Avis d’expert : « IL EST SOUVENT PLUS FACILE DE PARTIR QUE DE REVENIR »

Jorge Prieto Martin, dirigeant et fondateur du cabinet RHExpat Quel est le profil type du candidat au départ ?
Jorge Prieto Martin : Il s’agit d’un homme ou d’une femme, marié avec deux enfants. Il devient rare que le conjoint ne travaille pas, et plus encore qu’il trouve un travail équivalent sur place. Le projet doit être intéressant et financièrement rentable, ou tout du moins neutre. La DRH doit construire un package en se basant sur la rémunération de référence, puis en dressant un comparatif des différents coûts entre la France et le pays d’accueil. Les parents dont les enfants sont en école publique ne paient, en France, que la cantine, alors qu’ils doivent régler entre 5 000 à 6 000 euros par an pour l’école française à l’étranger. Un expatrié peut passer de 80 K€ en France à 130 000 dollars aux États-Unis, mais il reviendra à sa rémunération de base au retour de sa mission.

Quels sont les écueils de l’expatriation ?
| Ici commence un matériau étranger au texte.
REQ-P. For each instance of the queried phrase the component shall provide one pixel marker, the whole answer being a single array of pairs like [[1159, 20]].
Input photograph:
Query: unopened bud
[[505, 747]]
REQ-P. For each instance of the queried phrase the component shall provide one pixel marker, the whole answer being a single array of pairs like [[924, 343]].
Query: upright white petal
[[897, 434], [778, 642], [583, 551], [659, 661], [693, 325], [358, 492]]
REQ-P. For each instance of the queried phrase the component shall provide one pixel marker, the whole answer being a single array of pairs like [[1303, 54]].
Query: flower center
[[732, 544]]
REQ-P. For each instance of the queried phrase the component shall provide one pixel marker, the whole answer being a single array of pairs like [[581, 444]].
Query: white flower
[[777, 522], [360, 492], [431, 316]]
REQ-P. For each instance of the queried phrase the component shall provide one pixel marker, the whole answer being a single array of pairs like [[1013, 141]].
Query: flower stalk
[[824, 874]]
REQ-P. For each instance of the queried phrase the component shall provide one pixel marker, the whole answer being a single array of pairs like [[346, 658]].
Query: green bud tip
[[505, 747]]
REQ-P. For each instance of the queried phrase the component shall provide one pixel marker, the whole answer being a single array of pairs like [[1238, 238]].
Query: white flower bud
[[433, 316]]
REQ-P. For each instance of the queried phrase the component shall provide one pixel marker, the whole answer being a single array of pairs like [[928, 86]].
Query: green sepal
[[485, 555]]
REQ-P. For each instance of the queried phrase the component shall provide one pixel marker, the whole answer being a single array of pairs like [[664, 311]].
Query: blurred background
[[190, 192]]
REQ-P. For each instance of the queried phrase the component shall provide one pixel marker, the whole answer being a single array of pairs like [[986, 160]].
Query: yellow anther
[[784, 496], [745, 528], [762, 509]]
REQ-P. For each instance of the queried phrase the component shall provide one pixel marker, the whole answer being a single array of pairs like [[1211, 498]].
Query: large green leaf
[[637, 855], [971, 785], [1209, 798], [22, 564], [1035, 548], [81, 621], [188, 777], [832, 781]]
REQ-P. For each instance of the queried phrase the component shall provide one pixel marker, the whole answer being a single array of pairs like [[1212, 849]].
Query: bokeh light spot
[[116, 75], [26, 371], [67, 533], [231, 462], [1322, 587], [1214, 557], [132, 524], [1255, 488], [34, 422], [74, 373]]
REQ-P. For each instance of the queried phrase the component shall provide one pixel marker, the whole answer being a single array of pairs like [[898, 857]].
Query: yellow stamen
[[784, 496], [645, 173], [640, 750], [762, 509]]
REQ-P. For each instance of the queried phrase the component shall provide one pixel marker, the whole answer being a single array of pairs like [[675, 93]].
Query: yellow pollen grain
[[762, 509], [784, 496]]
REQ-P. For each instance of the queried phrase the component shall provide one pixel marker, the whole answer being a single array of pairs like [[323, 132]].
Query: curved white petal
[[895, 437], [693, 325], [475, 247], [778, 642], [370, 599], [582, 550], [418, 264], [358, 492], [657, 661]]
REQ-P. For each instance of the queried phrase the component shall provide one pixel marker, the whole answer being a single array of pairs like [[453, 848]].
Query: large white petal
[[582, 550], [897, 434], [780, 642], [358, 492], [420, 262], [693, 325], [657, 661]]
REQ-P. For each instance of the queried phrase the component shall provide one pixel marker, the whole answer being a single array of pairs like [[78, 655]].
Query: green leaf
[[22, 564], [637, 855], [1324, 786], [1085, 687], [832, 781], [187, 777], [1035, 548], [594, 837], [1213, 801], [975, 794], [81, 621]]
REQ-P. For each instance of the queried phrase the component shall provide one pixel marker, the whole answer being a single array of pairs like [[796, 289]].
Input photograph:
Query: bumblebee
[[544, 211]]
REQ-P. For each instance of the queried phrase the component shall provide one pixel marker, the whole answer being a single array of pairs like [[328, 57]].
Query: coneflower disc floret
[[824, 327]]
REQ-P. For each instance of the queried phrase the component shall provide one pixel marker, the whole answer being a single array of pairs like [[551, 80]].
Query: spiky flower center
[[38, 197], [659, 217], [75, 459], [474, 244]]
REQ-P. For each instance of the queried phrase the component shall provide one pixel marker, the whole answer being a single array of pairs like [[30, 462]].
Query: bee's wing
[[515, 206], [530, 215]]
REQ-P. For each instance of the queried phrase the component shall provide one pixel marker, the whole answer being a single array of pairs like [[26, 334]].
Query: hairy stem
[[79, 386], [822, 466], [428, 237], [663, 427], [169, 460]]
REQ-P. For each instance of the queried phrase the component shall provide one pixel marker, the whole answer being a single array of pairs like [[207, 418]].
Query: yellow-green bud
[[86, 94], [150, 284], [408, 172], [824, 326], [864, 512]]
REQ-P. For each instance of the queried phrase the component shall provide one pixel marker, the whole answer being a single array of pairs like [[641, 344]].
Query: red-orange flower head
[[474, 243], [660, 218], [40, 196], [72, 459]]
J. P. M. : Il est souvent plus facile de partir que de revenir. Un cadre à La Défense est un cadre parmi d’autres. En devenant le patron d’une filiale, il prend de l’importance. Il troque le RER pour un chauffeur privé. Le retour peut être un choc, et il doit se préparer dès le départ. Dans l’industrie, les postes libérés par les expatriés ne restent pas vacants longtemps. La DRH doit anticiper leur retour et voir comment réévaluer leur expertise nouvellement acquise. Un expatrié ne revient pas forcément à un poste supérieur, à l’exception des hauts potentiels pour qui la case de l’international est obligatoire dans leur progression de carrière. L’autre danger, c’est la déconnexion avec la réalité française. S’il faut casser l’image d’enfant gâté - le rythme de travail à l’étranger est généralement soutenu – un expatrié vit dans un quartier « d’expats » et ses enfants sont scolarisés dans une école privée. Ces raisons expliquent qu’un grand nombre de salariés multiplient les expatriations. Cela peut d’ailleurs être une cause de turnover, si leur employeur ne leur propose pas une nouvelle destination. Loin des yeux, loin du coeur… L’expatrié doit garder le contact avec le siège. Je lui conseille de profiter d’un retour en France pour déjeuner avec son manager ou son DRH. Les nouveaux outils de communication à distance (réunions en ligne, visioconférences…) permettent aussi de maintenir ce lien.